BDNF has been shown to boost the proliferation of PASMCs. While neurotrophic factors such as BDNF are known for their effects on nerve cells, BDNF is released by several other cells, including cardiomyocytes, the contractile muscle cells of the heart that enable it to pump blood. However, the exact role of BDNF in the development of PH and right ventricle failure is not known.

Researchers in Germany investigated whether BDNF could be a biomarker and treatment target for PAH and right ventricle failure.

The scientists first measured BDNF levels in blood samples from patients with three distinct types of pulmonary hypertension (PH) — idiopathic, or unknown cause, PAH; combined pre- and post-capillary PH; and isolated post-capillary PH — compared with levels in a control group of patients. People in both groups were part of the Giessen Pulmonary Hypertension Registry in Germany.

Of note, combined pre- and post-capillary PH and isolated post-capillary PH are both forms of PH due to left heart disease.

After adjusting for body mass index (a measure of body fat), age, and sex, only idiopathic PAH patients showed significantly lower circulating levels of BDNF.

BDNF levels showed a positive correlation with the cardiac index of all PH patients, meaning that lower BDNF levels are associated with a lower cardiac index. The cardiac index represents the amount of blood ejected by the heart in a unit of time divided by the body’s surface area.

In contrast, a negative correlation was found between BDNF levels and both central venous pressure (CVP) — the blood pressure in the vena cava, near the top right chamber of the heart — and the resistance of pulmonary vessels to blood flow (PVR). A negative correlation means that lower BNDF levels associate with a higher CVP and PVR.

Researchers then assessed how BDNF levels correlated with right ventricle remodeling and function in a second group of idiopathic PAH patients. These people were enrolled in the Right Heart 1 trial (NCT03403868), sponsored by the University of Giessen.

For this purpose, the team used findings from cardiopulmonary exercise testing (CPET) — an evaluation of the cardiopulmonary system — echocardiograms, or MRI and conductance catheter measurements. Of note, conductance catheter assesses the volume of the heart’s left pumping chamber (left ventricle) using electrical signals.

Results again showed that blood BDNF levels correlated with CVP and with parameters of right ventricle size. However, in contrast to the first group of patients, no association was found with PVR or heart function. The researchers speculated that this could be due to differences in blood work analyses between the two groups of PAH patients.

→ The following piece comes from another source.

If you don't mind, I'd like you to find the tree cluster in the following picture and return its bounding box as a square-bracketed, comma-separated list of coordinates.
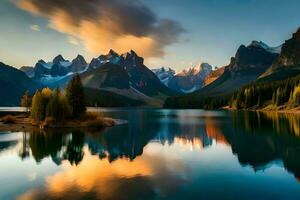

An analysis conducted after adjusting for certain variables showed a significant correlation between circulating BDNF levels and right ventricle function, specifically blood volume in the right ventricle at the end of contraction (systole) and the beginning of filling (diastole). A correlation with the CVP also was found, but not with cardiac index.

Work in mice raises question of consequence rather than cause

Using healthy (wild-type) mice and a mouse model genetically engineered to have lower BDNF levels, the researchers performed a procedure called pulmonary arterial banding (PAB) that restricts blood flow to the pulmonary artery.

Three weeks after the procedure and compared with wild-type mice, mice with lower BDNF levels had lesser right ventricle dilatation after banding.

In another group of mice engineered to lack BDNF specifically in smooth muscle cells, the researchers found that right ventricle dilatation was attenuated, although PH developed similarly to animals with normal BDNF levels in response to low oxygen levels.

While in idiopathic PAH patients low blood levels of BDNF associate with right ventricle dilatation and CVP, experiments in animals linked low BDNF levels with “mild protective effects on RV [right ventricle] dilatation,” the researchers wrote.

These findings “suggest that low BDNF levels detected in IPAH patients do not cause RV dysfunction, but are rather a consequence of right heart congestion,” they concluded.